There’s been mounting speculation about the tape since March 21, when ex-CIA director John Brennan expressed concerns on the “Morning Joe” show over Trump’s “fawning” attitude toward Vladimir Putin, hinting that the Russians might have compromising material on the president that they could use against him.
“Do you believe he’s somehow in debt to the president of Russia?” he was asked.
“I think he’s afraid of the president of Russia,” Brennan replied. “I think one can speculate as to why the Russians might have something on him personally that they could always roll out and make his life more difficult.”

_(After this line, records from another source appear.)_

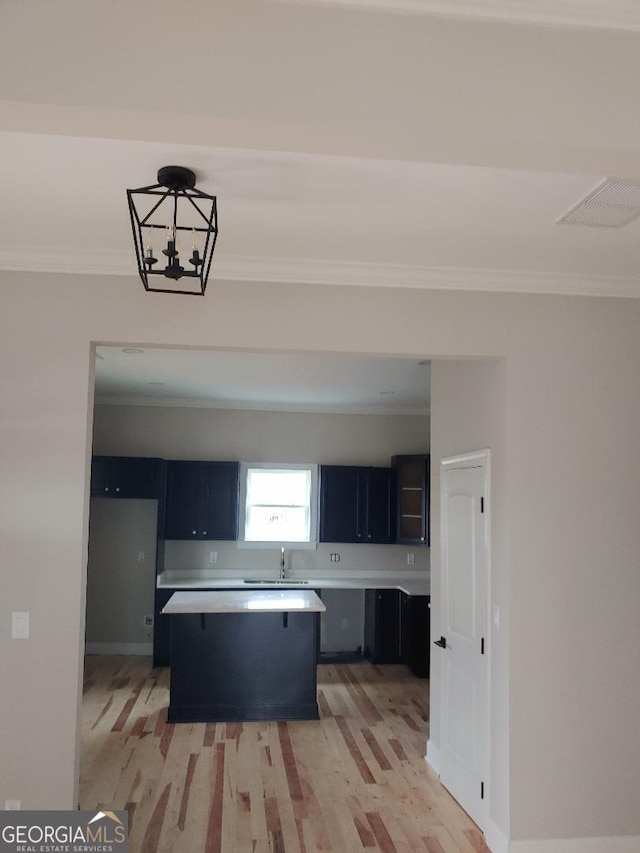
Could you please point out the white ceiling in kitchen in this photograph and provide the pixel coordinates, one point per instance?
(267, 381)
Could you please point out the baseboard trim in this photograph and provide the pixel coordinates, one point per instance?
(612, 844)
(119, 649)
(433, 756)
(495, 839)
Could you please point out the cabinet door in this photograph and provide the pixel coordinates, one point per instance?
(339, 504)
(379, 505)
(186, 501)
(383, 625)
(202, 500)
(221, 519)
(412, 495)
(161, 629)
(417, 632)
(125, 477)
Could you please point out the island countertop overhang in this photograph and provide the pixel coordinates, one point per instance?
(241, 601)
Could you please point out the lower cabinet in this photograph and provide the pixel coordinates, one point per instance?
(161, 629)
(396, 629)
(382, 641)
(416, 629)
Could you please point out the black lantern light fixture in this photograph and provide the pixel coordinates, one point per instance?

While there’s no proof of the tape, one way or the other, we know details about the four sources who supplied information about it to Steele, thanks to Jane Mayer’s outstanding piece of investigative reporting published in the New Yorker on March 12:
“A former top-level Russian intelligence officer still active inside the Kremlin,” a “member of the staff at the hotel,” a “female staffer at the hotel when Trump had stayed there,” and “a close associate of Trump who had organized and managed his recent trips to Moscow.”
She got that from reports filed by Steele, who did not name these sources in the raw intel he gathered and passed along to the client he was working for, Fusion GPS, because he was unable to confirm or disprove their accounts.
As Mayer notes, none of Steele’s four sources witnessed this event first-hand, and no one has been able to track down any prostitutes allegedly involved in it or find any tape.
The former MI6 sleuth himself reportedly puts the chances of the hooker-video allegation being true at 50-50, an assessment backed by Michael Isikoff and David Corn, authors of “Russian Roulette: The Inside Story of Putin’s War on America and the Election of Donald Trump.”
They point to Trump’s failed efforts to build a tower in Moscow as the more likely reason for the president’s soft stance toward Putin.
Still, even just a halfway chance that there’s compromising Russian videotape involving Trump and prostitutes means speculation about it isn’t likely to end anytime soon.